I opted to remain at my site, Hato Mayor del Rey, and for five solid hours Georges tore, pummeled, and destroyed this area. Eighty percent of the homes in this town of 50,000 to 60,000 were damaged or destroyed; 30 percent of the 80-plus schools in the district were destroyed and 30 percent badly damaged. Never had I witnessed such destruction by a natural force.
By 4 p.m. that day, the winds and rain had abated enough so we could go out and survey the destruction. I was staying with friends, and about a third of their zinc roof was gone. Rain was pouring in everywhere.
A neighbor across the street had one of the few houses with a concrete ceiling and, when she saw us, she immediately called to tell us to bring what we could save to her house. There were easily 30 to 40 people in her modest home, but there we came with armload after armload of clothing and bedding. Everyone brought whatever edible food they could find for all to eat. (I remember contributing bread, cheese, coffee, and Honey Nut Cheerios.)
We knew there was no hope for electricity for a long time, but by the third day with no water, this became critical. My friends and I had small reserves and everyone collected all the rainwater they could. Neighbor lent to neighbor, sometimes only enough to brew coffee or boil a pot of rice.
In Hato Mayor, the Peace Corps established three rural food distribution centers, rented a large truck, and made a total of four round trips from Santo Domingo to rural areas to distribute some 7,000 food bags. My schoolteacher friend and a friend of his worked 15-hour days with me, and never once did I hear a complaint. People were hurting and they had found a way to help. No further incentive was needed.
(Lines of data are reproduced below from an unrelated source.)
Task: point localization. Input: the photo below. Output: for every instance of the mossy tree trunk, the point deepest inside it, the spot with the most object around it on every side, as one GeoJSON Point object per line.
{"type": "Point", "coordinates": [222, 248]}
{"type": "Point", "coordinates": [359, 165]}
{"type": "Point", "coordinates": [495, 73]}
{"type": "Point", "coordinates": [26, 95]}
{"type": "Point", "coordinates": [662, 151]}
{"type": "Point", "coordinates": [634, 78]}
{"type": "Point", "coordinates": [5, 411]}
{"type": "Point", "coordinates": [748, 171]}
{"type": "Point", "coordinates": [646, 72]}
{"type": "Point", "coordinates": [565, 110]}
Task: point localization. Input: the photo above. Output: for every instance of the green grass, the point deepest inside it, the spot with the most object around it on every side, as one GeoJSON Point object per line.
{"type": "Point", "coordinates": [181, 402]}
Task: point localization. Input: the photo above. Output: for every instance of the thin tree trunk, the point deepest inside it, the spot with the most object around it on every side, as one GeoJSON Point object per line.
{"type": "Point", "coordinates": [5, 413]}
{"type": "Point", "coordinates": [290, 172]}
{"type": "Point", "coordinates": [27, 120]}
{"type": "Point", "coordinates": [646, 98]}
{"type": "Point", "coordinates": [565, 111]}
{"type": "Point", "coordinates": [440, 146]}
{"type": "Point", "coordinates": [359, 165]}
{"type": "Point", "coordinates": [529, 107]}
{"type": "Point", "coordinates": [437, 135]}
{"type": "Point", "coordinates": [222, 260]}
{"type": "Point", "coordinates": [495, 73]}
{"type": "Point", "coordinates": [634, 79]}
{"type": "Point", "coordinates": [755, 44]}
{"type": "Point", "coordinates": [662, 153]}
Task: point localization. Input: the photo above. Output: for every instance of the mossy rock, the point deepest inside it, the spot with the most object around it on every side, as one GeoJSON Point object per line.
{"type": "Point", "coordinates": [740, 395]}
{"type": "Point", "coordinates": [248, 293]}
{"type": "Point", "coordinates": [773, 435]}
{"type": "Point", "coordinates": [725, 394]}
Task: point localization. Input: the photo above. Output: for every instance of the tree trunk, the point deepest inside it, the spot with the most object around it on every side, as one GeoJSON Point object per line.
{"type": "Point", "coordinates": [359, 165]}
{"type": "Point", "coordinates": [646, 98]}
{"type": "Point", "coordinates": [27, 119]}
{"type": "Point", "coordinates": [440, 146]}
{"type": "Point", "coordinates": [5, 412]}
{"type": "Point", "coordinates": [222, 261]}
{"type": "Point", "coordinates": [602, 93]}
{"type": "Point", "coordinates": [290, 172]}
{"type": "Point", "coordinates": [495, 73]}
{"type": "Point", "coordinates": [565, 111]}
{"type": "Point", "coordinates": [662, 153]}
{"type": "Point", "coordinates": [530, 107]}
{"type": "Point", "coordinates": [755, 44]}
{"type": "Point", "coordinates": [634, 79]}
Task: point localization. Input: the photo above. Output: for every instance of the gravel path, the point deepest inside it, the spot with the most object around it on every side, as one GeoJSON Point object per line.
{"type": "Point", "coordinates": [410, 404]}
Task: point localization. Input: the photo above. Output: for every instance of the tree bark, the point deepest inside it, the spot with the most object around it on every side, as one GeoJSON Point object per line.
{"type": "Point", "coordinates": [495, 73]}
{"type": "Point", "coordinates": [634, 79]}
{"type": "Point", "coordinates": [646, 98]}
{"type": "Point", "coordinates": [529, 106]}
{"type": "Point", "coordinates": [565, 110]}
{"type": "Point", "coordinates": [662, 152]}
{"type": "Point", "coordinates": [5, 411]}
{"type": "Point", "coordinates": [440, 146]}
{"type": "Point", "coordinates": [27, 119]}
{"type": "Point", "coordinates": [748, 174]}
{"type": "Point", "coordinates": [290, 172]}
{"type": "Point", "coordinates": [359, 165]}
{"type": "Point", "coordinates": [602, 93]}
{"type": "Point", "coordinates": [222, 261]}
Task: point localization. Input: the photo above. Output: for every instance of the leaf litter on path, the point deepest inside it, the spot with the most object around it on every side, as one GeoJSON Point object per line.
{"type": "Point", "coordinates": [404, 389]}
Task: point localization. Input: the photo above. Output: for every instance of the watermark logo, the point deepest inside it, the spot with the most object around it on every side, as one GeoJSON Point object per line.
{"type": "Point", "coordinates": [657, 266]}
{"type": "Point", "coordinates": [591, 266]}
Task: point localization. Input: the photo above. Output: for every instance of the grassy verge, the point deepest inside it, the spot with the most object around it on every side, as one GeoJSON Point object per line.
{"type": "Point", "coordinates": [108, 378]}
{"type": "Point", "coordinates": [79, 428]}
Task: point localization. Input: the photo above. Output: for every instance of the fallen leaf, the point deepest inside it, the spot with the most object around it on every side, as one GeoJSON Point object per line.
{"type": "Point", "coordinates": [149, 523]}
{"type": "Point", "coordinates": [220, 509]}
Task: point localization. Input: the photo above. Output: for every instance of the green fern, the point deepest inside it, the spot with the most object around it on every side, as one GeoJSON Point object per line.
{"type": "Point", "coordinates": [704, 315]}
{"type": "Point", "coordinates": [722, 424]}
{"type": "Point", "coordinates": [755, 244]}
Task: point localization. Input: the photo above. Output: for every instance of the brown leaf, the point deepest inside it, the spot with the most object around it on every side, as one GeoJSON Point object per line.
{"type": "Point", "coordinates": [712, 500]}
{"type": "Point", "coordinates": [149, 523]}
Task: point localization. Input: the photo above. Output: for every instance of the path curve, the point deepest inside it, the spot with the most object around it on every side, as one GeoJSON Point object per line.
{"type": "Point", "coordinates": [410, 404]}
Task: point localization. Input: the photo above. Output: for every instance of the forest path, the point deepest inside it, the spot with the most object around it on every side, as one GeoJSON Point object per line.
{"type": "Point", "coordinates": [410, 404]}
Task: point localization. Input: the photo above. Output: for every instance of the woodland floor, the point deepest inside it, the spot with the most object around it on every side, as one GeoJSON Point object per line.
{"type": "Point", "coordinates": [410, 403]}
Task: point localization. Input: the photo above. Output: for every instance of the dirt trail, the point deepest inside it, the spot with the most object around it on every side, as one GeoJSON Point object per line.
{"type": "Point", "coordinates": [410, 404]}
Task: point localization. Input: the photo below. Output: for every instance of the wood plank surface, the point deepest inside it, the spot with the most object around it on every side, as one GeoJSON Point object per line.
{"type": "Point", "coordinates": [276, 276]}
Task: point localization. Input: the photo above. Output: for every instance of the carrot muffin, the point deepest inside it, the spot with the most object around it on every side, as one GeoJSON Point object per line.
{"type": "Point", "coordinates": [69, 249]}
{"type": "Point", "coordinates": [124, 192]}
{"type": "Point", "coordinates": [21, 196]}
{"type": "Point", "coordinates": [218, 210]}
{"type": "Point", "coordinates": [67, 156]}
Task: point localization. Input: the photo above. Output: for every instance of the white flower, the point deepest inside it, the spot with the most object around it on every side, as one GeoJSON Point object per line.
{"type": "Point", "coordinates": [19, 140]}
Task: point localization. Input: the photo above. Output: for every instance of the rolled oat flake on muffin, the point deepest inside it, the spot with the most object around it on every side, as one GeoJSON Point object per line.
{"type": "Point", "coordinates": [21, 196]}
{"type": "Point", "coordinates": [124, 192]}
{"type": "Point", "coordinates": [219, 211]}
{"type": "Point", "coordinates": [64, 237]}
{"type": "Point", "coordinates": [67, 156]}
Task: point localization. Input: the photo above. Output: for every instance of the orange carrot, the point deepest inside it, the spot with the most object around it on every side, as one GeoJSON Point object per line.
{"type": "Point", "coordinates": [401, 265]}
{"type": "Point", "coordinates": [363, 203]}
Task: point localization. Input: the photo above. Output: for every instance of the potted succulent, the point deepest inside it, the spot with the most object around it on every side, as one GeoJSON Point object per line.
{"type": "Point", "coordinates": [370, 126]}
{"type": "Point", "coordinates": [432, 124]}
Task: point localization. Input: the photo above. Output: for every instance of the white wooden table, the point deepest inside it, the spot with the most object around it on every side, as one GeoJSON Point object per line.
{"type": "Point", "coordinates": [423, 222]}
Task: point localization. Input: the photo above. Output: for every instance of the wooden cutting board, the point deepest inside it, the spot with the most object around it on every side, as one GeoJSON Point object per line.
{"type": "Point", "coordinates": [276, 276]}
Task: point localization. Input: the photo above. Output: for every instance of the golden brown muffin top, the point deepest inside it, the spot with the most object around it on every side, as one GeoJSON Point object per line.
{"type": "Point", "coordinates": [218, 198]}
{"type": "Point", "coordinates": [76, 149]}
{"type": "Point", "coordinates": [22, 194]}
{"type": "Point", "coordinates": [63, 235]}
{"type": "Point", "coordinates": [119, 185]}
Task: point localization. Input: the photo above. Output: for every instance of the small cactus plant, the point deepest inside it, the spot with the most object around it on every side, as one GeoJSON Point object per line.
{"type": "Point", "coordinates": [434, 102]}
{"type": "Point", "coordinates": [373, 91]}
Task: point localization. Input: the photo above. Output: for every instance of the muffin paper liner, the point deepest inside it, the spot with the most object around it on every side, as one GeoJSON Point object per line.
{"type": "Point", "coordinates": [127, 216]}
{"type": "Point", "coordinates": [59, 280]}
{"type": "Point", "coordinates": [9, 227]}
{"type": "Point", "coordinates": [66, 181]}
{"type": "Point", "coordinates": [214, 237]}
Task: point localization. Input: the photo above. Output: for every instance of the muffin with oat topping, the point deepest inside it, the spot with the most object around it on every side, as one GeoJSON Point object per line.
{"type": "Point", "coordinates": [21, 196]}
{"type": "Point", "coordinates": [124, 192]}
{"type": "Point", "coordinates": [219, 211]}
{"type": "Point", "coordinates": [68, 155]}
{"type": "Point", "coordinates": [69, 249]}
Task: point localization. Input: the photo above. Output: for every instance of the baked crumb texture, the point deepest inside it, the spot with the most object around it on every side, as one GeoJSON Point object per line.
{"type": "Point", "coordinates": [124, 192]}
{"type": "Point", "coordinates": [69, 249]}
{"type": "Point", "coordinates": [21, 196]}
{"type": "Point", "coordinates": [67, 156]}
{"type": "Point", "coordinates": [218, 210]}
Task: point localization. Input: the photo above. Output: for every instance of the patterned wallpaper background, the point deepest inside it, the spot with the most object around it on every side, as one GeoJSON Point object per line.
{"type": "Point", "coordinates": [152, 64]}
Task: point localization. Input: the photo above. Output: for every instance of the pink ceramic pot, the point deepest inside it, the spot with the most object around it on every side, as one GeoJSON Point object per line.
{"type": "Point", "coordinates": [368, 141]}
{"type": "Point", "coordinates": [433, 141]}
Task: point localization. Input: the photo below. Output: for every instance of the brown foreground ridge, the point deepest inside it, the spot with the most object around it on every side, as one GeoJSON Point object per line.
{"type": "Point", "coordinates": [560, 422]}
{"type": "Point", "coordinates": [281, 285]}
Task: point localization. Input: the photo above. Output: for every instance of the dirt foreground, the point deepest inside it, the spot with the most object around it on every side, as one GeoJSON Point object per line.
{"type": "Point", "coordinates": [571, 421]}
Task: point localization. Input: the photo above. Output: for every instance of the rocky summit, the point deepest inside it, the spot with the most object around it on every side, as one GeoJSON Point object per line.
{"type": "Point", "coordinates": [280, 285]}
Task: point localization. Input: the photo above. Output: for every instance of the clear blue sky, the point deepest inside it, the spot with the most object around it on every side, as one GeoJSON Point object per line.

My boss at the Peace Corps office had asked me to survey the schools and assess possibilities of repair. Within one month after Georges, a comprehensive program was in effect; through donations, the Peace Corps would supply materials to repair eight rural schools and the communities provided free labor. I also contacted private schools in Santo Domingo, which were generous in supplying textbooks and school supplies to replace what had been lost or destroyed. By the end of 1998, 1,500 rural students were back in newly renovated schools. The Peace Corps program to rebuild hurricane-damaged schools was a perfect example of community strength pulled together for a common cause. At community meetings prior to the renovation of a school, we worked with community leaders and set up committees. The result was awe-inspiring. People were nailing on zinc sheets for a new school roof while others were painting, repairing windows, and hauling debris.
I was most fortunate to have been able to be a part of all this, to have been able to witness firsthand the generosity and concern of one human being for another.